I'd appreciate help working out the gradient of a rational Bezier curve $C = (\,x(t) \,, \,C_y(t) \,)$. I know that the gradient $g$ of a the parametric curve is
$$ g(t) = \left( \frac{dy(t)}{dt} \right) \left( \frac{dx(t)}{dt} \right)^{-1} $$
And from equation (10) of the paper Derivatives of rational Bezier curves (by M. S. Floater) I know that
$$ \frac{dx(t)}{dt} = \frac{ \omega_{0,n-1}(t) \; \omega_{1,n-1}(t) }{\omega_{0,n}^2}( \; x_{1,n-1}(t) \; - \; x_{0,n-1}(t) \; ) $$
and
$$ \frac{dy(t)}{dt} = \frac{ \omega_{0,n-1}(t) \; \omega_{1,n-1}(t) }{\omega_{0,n}^2}( \; y_{1,n-1}(t) \; - \; y_{0,n-1}(t) \; ) $$
where $x_{i,j}$ and $y_{i,j}$ are the coordinates of the control points of curve, obtained during recursive evaluation (I've taken some liberties with the notations used in the paper), from which I reason that
$$ g(t) = \frac{ y_{1,n-1}(t) \; - \; y_{0,n-1}(t) }{x_{1,n-1}(t) \; - \; x_{0,n-1}(t) } $$
So that for example if given a degree 3 rational Bezier curve with control points $(0,0),(3,0)(6,5)(9,5)$ and corresponding weights $(1, 3 , 3 , 1)$,
$$ g(t) = \frac{40t^2 - 30t}{18t^2 - 9} $$
The (discontinuity) in plot of this equation (shown below) suggests that the formula for g(t) is incorrect, as Bezier curves do not have discontinuities.
Edit
The parametric equation(s?) of the example rational Bezier curve above is (are?)

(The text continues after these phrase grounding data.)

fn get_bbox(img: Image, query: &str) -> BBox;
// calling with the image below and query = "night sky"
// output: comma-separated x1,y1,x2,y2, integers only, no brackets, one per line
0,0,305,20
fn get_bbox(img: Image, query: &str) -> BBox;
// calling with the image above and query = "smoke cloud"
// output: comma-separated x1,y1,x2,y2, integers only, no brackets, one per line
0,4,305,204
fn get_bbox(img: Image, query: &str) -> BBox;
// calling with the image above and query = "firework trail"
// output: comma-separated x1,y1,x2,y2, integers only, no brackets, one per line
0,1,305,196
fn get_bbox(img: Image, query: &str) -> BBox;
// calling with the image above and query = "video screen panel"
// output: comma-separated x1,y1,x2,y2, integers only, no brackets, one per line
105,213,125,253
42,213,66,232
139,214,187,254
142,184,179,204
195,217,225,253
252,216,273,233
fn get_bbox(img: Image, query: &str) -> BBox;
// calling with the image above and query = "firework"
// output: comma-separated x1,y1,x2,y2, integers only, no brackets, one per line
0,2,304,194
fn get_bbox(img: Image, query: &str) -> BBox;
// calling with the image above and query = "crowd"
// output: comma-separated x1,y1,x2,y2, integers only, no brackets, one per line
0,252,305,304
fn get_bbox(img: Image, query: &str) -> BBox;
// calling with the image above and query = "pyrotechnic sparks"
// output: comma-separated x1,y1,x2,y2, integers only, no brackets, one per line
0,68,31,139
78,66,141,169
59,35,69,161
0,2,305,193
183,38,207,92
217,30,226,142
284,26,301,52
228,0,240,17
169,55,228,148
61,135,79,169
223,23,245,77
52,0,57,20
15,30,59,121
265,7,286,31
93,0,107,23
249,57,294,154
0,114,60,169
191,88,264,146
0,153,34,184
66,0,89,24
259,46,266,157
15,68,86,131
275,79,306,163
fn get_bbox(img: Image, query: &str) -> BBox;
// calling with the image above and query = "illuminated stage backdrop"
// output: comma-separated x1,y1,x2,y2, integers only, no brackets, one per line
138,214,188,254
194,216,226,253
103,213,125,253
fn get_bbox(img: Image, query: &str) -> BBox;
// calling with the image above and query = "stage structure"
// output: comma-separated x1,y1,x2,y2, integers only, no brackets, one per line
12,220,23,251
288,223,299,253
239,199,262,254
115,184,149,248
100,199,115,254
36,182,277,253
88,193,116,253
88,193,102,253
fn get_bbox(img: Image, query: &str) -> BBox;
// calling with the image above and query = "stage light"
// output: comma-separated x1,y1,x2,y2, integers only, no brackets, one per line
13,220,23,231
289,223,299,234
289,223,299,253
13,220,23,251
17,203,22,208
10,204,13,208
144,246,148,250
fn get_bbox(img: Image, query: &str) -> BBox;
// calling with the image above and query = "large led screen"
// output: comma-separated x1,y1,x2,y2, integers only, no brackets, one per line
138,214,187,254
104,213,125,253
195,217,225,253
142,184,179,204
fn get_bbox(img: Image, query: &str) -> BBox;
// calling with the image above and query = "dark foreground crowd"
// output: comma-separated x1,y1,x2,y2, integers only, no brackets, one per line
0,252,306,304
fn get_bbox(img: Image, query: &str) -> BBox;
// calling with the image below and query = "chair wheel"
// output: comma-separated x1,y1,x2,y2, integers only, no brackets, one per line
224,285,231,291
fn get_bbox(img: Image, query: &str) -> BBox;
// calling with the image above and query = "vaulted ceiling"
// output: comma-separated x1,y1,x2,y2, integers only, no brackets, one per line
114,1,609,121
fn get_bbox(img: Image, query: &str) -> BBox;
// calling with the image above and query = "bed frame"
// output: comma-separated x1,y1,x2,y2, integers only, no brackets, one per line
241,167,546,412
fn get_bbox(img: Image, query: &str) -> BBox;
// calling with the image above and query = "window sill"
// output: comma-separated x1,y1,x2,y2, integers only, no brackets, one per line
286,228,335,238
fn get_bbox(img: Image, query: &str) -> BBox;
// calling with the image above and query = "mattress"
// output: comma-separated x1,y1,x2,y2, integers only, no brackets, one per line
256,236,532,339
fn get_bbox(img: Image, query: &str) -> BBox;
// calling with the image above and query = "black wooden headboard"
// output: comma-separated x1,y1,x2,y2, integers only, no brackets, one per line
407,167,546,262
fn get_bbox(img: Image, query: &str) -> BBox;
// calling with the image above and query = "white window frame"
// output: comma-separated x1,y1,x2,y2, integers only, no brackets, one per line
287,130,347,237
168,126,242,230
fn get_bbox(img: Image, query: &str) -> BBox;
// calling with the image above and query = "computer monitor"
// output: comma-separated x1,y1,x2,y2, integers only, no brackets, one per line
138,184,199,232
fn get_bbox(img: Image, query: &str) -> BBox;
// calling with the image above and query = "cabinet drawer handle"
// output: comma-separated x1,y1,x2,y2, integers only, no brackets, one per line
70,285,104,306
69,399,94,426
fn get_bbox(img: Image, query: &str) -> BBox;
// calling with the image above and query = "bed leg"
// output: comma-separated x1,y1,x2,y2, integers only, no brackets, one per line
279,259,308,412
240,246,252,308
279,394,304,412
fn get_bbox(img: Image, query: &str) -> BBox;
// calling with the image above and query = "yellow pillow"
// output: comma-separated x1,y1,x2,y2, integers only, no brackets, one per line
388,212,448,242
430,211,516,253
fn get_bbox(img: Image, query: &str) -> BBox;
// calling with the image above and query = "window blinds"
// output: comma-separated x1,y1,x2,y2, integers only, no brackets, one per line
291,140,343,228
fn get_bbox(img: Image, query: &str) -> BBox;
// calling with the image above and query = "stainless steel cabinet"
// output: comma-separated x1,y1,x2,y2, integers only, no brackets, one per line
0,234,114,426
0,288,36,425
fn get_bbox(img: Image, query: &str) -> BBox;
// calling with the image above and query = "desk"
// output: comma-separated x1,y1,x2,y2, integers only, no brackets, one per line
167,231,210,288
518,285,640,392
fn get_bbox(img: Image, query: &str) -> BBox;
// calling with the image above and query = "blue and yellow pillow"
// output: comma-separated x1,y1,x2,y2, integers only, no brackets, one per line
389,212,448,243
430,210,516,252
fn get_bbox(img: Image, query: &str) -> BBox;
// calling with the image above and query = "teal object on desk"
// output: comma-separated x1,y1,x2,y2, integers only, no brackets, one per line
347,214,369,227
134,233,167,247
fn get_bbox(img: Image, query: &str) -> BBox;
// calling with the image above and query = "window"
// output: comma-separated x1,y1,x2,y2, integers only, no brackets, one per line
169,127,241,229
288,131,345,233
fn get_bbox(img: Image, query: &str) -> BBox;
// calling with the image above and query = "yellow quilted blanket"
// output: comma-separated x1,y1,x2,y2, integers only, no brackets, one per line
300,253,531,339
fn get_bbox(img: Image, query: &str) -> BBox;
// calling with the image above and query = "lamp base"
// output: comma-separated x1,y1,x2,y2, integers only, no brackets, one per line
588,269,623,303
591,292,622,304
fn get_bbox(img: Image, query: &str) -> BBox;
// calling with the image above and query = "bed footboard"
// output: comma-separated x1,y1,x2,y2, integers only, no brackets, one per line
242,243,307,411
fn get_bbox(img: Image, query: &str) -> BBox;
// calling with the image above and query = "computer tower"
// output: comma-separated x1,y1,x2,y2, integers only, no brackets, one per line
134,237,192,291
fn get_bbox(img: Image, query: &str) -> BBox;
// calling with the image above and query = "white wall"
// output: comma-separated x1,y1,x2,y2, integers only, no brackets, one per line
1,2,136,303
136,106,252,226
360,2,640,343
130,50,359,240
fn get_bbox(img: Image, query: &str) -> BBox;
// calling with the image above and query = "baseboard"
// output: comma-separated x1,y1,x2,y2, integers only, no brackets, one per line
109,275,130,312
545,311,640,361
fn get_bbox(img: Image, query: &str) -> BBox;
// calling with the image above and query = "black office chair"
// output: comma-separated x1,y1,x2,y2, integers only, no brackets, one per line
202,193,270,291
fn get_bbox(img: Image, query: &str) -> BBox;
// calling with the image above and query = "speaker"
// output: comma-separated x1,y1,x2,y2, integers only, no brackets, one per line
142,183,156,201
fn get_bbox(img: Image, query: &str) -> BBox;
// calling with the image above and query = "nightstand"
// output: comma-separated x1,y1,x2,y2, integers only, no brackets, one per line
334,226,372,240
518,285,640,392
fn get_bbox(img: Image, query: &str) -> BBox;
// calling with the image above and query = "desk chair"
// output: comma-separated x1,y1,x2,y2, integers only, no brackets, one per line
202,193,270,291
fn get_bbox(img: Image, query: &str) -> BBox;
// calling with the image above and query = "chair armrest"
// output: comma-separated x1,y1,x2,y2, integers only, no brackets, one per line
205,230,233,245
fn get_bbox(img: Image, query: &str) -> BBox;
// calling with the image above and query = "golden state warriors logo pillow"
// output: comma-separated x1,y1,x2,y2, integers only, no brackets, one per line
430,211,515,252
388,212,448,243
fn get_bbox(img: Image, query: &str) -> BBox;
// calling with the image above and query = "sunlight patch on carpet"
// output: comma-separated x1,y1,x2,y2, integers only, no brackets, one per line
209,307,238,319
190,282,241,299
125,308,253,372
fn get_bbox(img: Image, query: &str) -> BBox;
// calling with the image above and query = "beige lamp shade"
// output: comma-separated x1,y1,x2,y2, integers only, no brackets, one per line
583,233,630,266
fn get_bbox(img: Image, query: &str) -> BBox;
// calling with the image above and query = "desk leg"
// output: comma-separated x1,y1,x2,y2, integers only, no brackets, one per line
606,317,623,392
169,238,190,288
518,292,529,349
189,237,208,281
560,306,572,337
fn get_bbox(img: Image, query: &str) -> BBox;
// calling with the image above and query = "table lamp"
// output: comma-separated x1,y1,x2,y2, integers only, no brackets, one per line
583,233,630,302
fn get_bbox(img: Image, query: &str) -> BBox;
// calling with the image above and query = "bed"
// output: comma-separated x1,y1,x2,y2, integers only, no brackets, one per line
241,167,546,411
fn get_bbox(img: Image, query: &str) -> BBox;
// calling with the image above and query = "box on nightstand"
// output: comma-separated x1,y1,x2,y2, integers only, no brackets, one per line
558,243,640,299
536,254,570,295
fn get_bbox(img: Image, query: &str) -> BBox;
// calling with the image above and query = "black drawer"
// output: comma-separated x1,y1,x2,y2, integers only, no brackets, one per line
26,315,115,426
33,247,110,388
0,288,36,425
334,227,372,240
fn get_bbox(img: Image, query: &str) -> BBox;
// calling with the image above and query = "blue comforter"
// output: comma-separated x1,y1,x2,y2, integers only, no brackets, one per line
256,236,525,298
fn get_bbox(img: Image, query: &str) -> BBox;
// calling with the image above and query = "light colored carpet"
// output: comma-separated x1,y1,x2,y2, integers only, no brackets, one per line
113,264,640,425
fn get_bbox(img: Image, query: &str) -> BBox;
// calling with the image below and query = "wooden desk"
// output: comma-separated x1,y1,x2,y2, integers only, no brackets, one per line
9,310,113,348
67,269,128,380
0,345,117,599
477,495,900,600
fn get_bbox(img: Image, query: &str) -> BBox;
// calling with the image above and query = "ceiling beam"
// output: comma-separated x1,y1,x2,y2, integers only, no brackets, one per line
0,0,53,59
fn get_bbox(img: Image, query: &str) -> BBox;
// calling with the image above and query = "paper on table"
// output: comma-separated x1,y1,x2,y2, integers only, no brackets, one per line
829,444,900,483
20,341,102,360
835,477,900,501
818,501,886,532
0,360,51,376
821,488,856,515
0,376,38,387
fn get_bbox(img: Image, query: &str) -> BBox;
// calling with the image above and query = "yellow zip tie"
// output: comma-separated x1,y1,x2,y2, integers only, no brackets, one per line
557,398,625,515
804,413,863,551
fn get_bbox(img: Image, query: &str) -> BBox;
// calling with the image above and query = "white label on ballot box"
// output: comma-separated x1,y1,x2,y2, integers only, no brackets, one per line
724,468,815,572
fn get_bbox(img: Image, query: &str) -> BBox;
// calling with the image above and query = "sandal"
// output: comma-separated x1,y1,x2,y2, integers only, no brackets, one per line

$$ x(t) = \frac{5t^3+45(1-t)t^2}{t^3+9(1-t)t^2+9(1-t)^2t+(1-t)^3} $$
$$ y(t) = \frac{9t^3+54(1-t)t^2+27(1-t)^2t}{t^3+9(1-t)t^2+9(1-t)^2t+(1-t)^3} $$
and the plot (below) looks about right
I haven't checked all your algebra, but your general approach looks correct.
The flaw in your reasoning is your statement that "Bezier curves don't have discontinuities". A (2D) Bezier curve is a mapping $t \mapsto (x(t), y(t)) = \mathbf{C}(t)$. It's true that this mapping is infinitely differentiable -- all its derivatives are continuous.
But this doesn't imply that the mapping $g(t) = y'(t)/x'(t)$ is continuously differentiable. In fact, $g(t)$ will have a discontinuity wherever $x'(t) = 0$ (i.e. wherever the curve has a vertical tangent).
It looks like there is some mistake in your computation of $g(t)$. Your expression for $g(t)$ will go to infinity when $t= \sqrt2$, which suggests that the curve has a vertical tangent when $t= \sqrt2$. But your picture of the curve looks correct, and clearly there is no place where its tangent is vertical.
Another reason your formula for $g(t)$ must be wrong -- when $t=1$ it should give $g(1)=0$, and it doesn't.